Zero-data RNA-seq

The arXiv preprint server has its roots in an “e-print” email list curated by astrophysicist Joanne Cohn, who in 1989 had the idea of organizing the sharing of preprints among her physics colleagues. In her recollections of the dawn of the arXiv, she mentions that “at one point two people put out papers on the list on the same topic within a few days of each other” and that her “impression was that because of the worldwide reach of [her] distribution list, people realized it could be a way to establish precedence for research.” In biology, where many areas are crowded and competitive, the ability to time stamp research before a possibly lengthy journal review and publication process is almost certainly one of the driving forces behind the rapid growth of the bioRxiv (ASAPbio 2016 and Vale & Hyman, 2016).

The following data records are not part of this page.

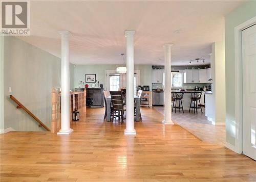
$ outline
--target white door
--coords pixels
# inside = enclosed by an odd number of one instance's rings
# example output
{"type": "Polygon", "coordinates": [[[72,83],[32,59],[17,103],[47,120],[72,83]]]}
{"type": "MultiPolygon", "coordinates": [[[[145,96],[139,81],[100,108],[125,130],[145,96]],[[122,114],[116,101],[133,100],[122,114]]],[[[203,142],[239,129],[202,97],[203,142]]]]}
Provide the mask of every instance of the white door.
{"type": "Polygon", "coordinates": [[[211,73],[210,68],[206,69],[206,73],[207,73],[207,79],[206,82],[211,82],[211,81],[209,81],[209,80],[211,79],[211,73]]]}
{"type": "Polygon", "coordinates": [[[184,83],[193,83],[193,74],[191,69],[186,69],[186,72],[184,73],[184,83]]]}
{"type": "Polygon", "coordinates": [[[242,32],[243,153],[256,160],[256,25],[242,32]]]}
{"type": "Polygon", "coordinates": [[[152,83],[163,83],[163,73],[164,69],[152,70],[152,83]]]}
{"type": "Polygon", "coordinates": [[[199,83],[206,83],[206,69],[199,69],[199,83]]]}

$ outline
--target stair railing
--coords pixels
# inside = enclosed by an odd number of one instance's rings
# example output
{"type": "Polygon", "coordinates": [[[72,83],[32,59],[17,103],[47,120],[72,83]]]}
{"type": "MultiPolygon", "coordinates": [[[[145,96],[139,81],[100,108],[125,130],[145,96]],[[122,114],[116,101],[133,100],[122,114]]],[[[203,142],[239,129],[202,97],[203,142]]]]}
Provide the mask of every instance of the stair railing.
{"type": "Polygon", "coordinates": [[[17,109],[22,109],[28,113],[30,116],[31,116],[38,123],[38,126],[41,127],[42,126],[45,129],[48,131],[50,131],[50,129],[44,124],[36,116],[35,116],[30,111],[29,111],[26,107],[25,107],[23,104],[22,104],[16,98],[15,98],[12,95],[10,95],[10,98],[17,103],[17,109]]]}

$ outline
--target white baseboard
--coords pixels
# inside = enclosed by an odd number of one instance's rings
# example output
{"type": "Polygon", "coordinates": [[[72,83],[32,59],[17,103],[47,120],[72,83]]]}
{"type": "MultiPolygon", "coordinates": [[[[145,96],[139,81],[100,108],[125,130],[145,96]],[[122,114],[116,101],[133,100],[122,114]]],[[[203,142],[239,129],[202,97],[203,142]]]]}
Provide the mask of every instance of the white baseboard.
{"type": "Polygon", "coordinates": [[[215,121],[214,121],[214,119],[211,118],[209,118],[207,117],[207,120],[208,120],[210,122],[211,122],[211,124],[212,125],[225,125],[226,124],[226,122],[216,122],[215,121]]]}
{"type": "MultiPolygon", "coordinates": [[[[212,123],[215,123],[215,122],[214,121],[214,119],[212,118],[209,118],[208,117],[207,117],[207,120],[211,122],[211,124],[212,124],[212,123]]],[[[214,125],[215,125],[215,124],[214,124],[214,125]]]]}
{"type": "Polygon", "coordinates": [[[14,129],[13,129],[12,127],[8,127],[8,128],[5,129],[0,129],[0,134],[4,134],[10,132],[12,132],[12,131],[16,131],[14,129]]]}
{"type": "Polygon", "coordinates": [[[233,151],[236,152],[234,146],[230,144],[229,143],[227,143],[227,142],[226,142],[226,144],[225,145],[225,146],[227,148],[230,149],[231,150],[233,150],[233,151]]]}

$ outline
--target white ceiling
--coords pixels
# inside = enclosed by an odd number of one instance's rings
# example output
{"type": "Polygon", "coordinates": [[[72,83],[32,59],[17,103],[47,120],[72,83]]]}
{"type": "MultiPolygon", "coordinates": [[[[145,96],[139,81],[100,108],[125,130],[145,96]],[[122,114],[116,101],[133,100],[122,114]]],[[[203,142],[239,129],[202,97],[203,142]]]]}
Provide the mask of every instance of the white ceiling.
{"type": "MultiPolygon", "coordinates": [[[[173,43],[172,65],[206,59],[211,44],[224,40],[224,16],[242,1],[32,1],[31,36],[19,37],[60,57],[68,30],[70,62],[123,64],[125,30],[135,30],[135,63],[163,65],[165,43],[173,43]]],[[[191,65],[203,64],[194,62],[191,65]]]]}

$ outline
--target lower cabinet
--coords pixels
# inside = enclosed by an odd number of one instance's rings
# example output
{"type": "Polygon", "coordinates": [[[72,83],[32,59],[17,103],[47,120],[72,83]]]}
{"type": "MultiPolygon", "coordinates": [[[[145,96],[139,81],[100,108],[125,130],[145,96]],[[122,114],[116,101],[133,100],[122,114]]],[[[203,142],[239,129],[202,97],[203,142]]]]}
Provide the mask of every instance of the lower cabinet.
{"type": "Polygon", "coordinates": [[[90,88],[86,89],[87,107],[103,107],[103,95],[102,88],[90,88]]]}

However the ability to establish priority with preprints is not, in my opinion, what makes them important for science. Rather, the value of preprints is in their ability to accelerate research via the rapid dissemination of methods and discoveries. This point was eloquently made by Stephen Quake, co-president of the Chan Zuckerberg Biohub, at a Caltech Kavli Nanonscience Institute Distinguished Seminar Series talk earlier this year. He demonstrated the impact of preprints and of sharing data prior to journal publication by way of example, noting that posting of the CZ Biohub “Tabula Muris” preprint along with the data directly accelerated two different unrelated projects: Cusanovich et al. 2018 and La Manno et al. 2018. In fact, in the case of La Manno et al. 2018, Quake revealed that one of the corresponding authors of the paper, Sten Linnarsson, had told him that “[he] couldn’t get the paper past the referees without using all of the [Tabula Muris] data”:

Moreover, Quake made clear that the open science principles practiced with the Tabula Muris preprint were not just a one-off experiment, but fundamental Chan Zuckerberg Initiative (CZI) values that are required for all CZI internal research and for publications arising from work the CZI supports: “[the CZI has] taken a pretty aggressive policy about publication… people have to agree to use biorXiv or a preprint server to share results… and the hope is that this is going to accelerate science because you’ll learn about things sooner and be able to work on them”:

Indeed, on its website the CZI lists four values that guide its mission and one of them is “Open Science”:

Open Science
The velocity of science and pace of discovery increase as scientists build on each others’ discoveries. Sharing results, open-source software, experimental methods, and biological resources as early as possible will accelerate progress in every area.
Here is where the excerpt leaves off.